# Rhinestone Motorcycle Helmet / Window Decal Material?



## LittleDogy (Jan 15, 2008)

All my friends have motorcycles and I thought this would be a good group to make things for. Any idea what this rhinestone material is?

I've never seen anything like it..... I attached some pictures:


----------



## charles95405 (Feb 1, 2007)

The company that has a patent pending on this is Digital Arts Solution. But some folks have used a car wrap material called xpel...and I think had some success. Do a search here for rhinestone decals and there is a long thread on this

Edit....I think there has been some reduction in availability from the manufacturer...might want to check that out


----------



## Leg cramps (Feb 9, 2009)

And another one jumps in ....another stoner.welcome to rhinestones.read up a lot of info on this here


----------



## Eview1 (Apr 29, 2010)

I went to my local Harley dealer and opened the package it is like a heavy (10 mil+-) black vinyl (shiny or flat) with a sticky back and a paper backing on it. The stones were set on the vinyl. It looks cheap, and I would never put it on my helmet. They cost 17.95. I am sure you could come up with your own thing and blow them away.




LittleDogy said:


> All my friends have motorcycles and I thought this would be a good group to make things for. Any idea what this rhinestone material is?
> 
> I've never seen anything like it..... I attached some pictures:


----------



## brembrolo (Oct 28, 2010)

Is DAS patenting the whole concept, or just there take on this? I can see where they could patent the special material used for the decal, but how can they patent the whole idea of using rhinestones on a window decal???


----------



## My Shirt Connect (Jan 24, 2010)

The two helmets look like they have two different types of products on them??

Brian


----------



## BML Builder (Jul 8, 2008)

brembrolo said:


> Is DAS patenting the whole concept, or just there take on this? I can see where they could patent the special material used for the decal, but how can they patent the whole idea of using rhinestones on a window decal???

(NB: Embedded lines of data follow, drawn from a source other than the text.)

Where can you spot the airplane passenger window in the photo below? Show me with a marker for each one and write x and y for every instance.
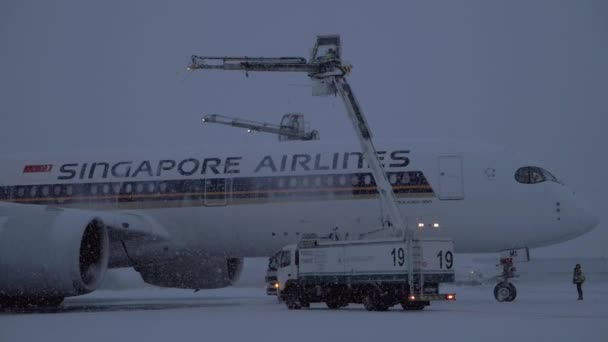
(534, 175)
(393, 179)
(317, 181)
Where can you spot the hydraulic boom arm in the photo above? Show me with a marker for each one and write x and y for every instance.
(325, 65)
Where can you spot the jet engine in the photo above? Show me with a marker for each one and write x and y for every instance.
(47, 254)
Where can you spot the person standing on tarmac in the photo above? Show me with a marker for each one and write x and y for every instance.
(578, 278)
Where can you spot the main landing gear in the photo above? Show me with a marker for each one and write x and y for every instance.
(505, 291)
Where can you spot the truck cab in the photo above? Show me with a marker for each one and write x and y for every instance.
(287, 266)
(270, 279)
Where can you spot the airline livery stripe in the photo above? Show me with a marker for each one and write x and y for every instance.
(238, 190)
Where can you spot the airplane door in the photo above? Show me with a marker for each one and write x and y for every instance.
(451, 186)
(217, 191)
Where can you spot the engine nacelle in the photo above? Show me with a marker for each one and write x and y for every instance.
(50, 252)
(192, 272)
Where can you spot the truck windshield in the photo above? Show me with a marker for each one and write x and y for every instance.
(285, 259)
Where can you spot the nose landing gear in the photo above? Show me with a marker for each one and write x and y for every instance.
(505, 291)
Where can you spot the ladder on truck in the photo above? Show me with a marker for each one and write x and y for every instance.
(328, 73)
(292, 126)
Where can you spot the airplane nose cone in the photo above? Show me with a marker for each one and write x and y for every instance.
(589, 221)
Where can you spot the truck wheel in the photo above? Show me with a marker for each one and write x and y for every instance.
(334, 303)
(292, 300)
(513, 293)
(369, 303)
(504, 292)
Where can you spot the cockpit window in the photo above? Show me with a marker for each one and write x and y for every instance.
(534, 175)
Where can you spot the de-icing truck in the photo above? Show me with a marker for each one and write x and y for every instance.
(370, 272)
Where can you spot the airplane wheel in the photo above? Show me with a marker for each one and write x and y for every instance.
(504, 292)
(412, 306)
(333, 304)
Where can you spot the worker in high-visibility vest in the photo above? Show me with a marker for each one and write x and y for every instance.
(578, 278)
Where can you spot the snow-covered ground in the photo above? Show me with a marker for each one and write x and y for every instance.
(542, 312)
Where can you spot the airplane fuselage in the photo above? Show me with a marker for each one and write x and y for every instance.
(246, 202)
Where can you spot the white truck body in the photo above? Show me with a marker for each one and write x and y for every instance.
(372, 272)
(369, 259)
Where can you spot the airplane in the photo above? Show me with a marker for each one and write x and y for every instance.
(188, 219)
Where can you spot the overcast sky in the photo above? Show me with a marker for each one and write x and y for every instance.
(108, 75)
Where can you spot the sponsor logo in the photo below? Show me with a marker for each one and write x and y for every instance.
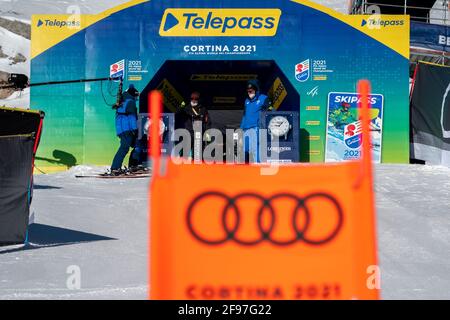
(59, 23)
(262, 232)
(313, 92)
(277, 93)
(352, 135)
(302, 71)
(352, 99)
(383, 23)
(219, 22)
(116, 70)
(444, 40)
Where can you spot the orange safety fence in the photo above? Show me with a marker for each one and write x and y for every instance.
(228, 232)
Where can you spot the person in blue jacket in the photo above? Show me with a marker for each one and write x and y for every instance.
(126, 128)
(255, 103)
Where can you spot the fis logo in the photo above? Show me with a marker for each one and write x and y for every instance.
(220, 23)
(302, 71)
(374, 23)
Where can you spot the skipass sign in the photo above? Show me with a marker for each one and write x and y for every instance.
(344, 127)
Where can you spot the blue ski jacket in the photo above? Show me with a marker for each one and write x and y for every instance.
(126, 115)
(253, 109)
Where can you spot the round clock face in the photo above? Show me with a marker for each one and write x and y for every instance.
(162, 127)
(279, 126)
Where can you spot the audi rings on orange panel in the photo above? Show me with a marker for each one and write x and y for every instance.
(231, 207)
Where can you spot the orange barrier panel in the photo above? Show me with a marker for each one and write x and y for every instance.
(228, 232)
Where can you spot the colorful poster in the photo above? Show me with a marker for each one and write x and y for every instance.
(344, 127)
(214, 47)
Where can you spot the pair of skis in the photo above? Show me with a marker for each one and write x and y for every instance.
(125, 175)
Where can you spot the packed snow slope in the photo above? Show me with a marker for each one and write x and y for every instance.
(101, 227)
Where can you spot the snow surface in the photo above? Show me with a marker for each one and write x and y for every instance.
(11, 45)
(103, 230)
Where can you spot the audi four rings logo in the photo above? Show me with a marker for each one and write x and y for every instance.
(265, 231)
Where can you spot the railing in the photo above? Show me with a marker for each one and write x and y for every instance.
(437, 15)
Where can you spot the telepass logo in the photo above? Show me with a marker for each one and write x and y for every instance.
(220, 22)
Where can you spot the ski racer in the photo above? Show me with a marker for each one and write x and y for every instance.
(255, 103)
(126, 129)
(193, 112)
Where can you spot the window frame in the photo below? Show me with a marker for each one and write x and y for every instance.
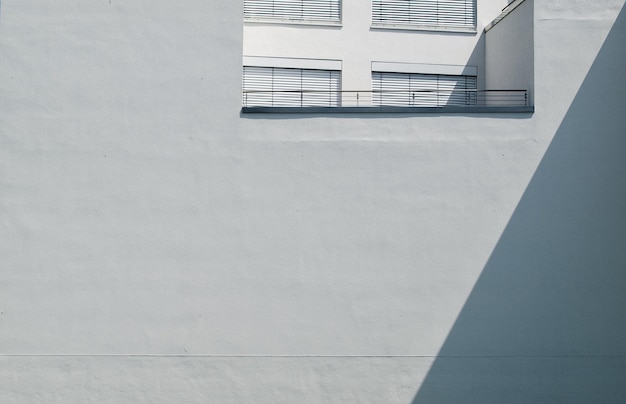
(378, 23)
(286, 18)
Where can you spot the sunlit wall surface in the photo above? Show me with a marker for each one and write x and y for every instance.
(160, 246)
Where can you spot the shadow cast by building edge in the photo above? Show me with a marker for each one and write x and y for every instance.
(544, 322)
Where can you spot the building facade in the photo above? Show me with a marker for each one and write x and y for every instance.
(165, 240)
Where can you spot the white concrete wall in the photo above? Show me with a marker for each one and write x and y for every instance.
(158, 246)
(357, 44)
(509, 55)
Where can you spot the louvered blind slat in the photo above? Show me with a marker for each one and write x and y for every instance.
(444, 13)
(296, 10)
(284, 87)
(427, 90)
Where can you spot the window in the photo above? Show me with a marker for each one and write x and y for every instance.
(293, 10)
(426, 13)
(290, 87)
(422, 90)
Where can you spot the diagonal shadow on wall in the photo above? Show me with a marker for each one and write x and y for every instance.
(546, 321)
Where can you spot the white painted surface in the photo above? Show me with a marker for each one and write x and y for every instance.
(357, 44)
(510, 51)
(142, 214)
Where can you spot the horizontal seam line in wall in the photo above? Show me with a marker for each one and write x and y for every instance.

I believe that DAS is just patenting their material. I know a lot of others are using the Xpel paint protection films to make decals. So it may be hard to patent to whole process, but I am not a lawyer so I could be wrong.


----------



## Eview1 (Apr 29, 2010)

The difference was shiny black vinyl or flat, everything else was the same from what I could see when I opened the package. If they still have them I can go back and look again for you (need an excuse to go there lol)



My Shirt Connect said:


> The two helmets look like they have two different types of products on them??
> 
> Brian


----------